# Model Subclassing

Keras provides a mechanism for subclassing `tf.keras.Model`, allowing you to 
elegantly define your own models that can be used with any high level API
call that expects a `Model` object. The code below shows the construction of
a residual style vision network, modeled after Resnet50.

The process of model subclassing follows a pattern:
    1. Define a `class` that inherits from `tf.keras.Model`
    2. Define a `__init__` method that defines the layers to be used in the model
    3. Define a `__call__` method that chains the defined layers together 
    into a flow of information

Note that subclassed models can include other models as part of the computational
flow, allowing for great reuse of fundamental building blocks.

## Tail

As an example, we will begin by constructing a tail consisting of a $7 \times 7 / 2$
convolution and a $3 \times 3 / 2$ max pool. The `__init__` function defines the layers,
and the `__call__` function describes the flow of data through these layers.

In [1]:
import tensorflow as tf
from tensorflow.keras import layers

class Tail(tf.keras.Model):

    def __init__(self, Ni, *args, **kwargs):

        # Call parent constructor with *args, **kwargs
        super(Tail, self).__init__(*args, **kwargs)

        # Convolution
        self.conv = layers.Conv2D(
                filters=Ni,
                kernel_size=(7, 7),
                strides=2,
                use_bias=False,
                name='tail_conv')

        # Batch norm
        self.bn = layers.BatchNormalization(
                name='tail_bn')

        # ReLU
        self.relu = layers.ReLU(name='tail_relu')
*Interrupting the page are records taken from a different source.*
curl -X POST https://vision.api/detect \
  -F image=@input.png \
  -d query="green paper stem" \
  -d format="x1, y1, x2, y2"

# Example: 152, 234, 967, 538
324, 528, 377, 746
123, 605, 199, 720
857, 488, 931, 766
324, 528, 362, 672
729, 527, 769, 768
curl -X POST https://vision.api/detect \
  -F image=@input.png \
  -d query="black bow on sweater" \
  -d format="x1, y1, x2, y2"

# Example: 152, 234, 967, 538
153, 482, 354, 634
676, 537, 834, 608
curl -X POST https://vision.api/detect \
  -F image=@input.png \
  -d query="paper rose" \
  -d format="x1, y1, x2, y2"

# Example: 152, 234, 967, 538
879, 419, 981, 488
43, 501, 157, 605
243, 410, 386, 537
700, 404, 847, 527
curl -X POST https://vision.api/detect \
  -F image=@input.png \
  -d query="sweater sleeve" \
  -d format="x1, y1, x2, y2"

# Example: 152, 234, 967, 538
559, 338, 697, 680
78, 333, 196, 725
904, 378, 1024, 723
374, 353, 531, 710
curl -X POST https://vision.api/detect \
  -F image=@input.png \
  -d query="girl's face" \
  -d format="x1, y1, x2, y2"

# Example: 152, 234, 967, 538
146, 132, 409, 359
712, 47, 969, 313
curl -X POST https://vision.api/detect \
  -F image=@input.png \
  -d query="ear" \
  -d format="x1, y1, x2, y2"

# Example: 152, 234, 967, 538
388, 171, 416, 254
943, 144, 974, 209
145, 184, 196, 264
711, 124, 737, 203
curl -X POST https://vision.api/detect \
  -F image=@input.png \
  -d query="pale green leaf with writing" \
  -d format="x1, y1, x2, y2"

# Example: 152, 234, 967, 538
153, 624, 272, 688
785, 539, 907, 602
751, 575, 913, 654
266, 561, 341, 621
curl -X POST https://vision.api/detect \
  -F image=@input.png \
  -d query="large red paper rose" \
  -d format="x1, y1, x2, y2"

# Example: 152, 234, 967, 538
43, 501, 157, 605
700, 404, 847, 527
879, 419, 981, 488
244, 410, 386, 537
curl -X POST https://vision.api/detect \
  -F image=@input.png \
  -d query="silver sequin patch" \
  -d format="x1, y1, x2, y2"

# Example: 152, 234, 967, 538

        # Max pooling layer
        self.pool = layers.MaxPool2D(
                pool_size=(2, 2),
                strides=2,
                name='tail_pool')

    def call(self, inputs, **kwargs):
        # Residual forward pass
        _ = self.conv(inputs, **kwargs)

        # Must call with **kwargs to receive training state
        _ = self.bn(_, **kwargs)

        _ = self.relu(_, **kwargs)

        return self.pool(_, **kwargs)

## Basic Block

Next we define the fundamental CNN style 2D convolution block
of Resnet, ie batch-norm, relu, convolution.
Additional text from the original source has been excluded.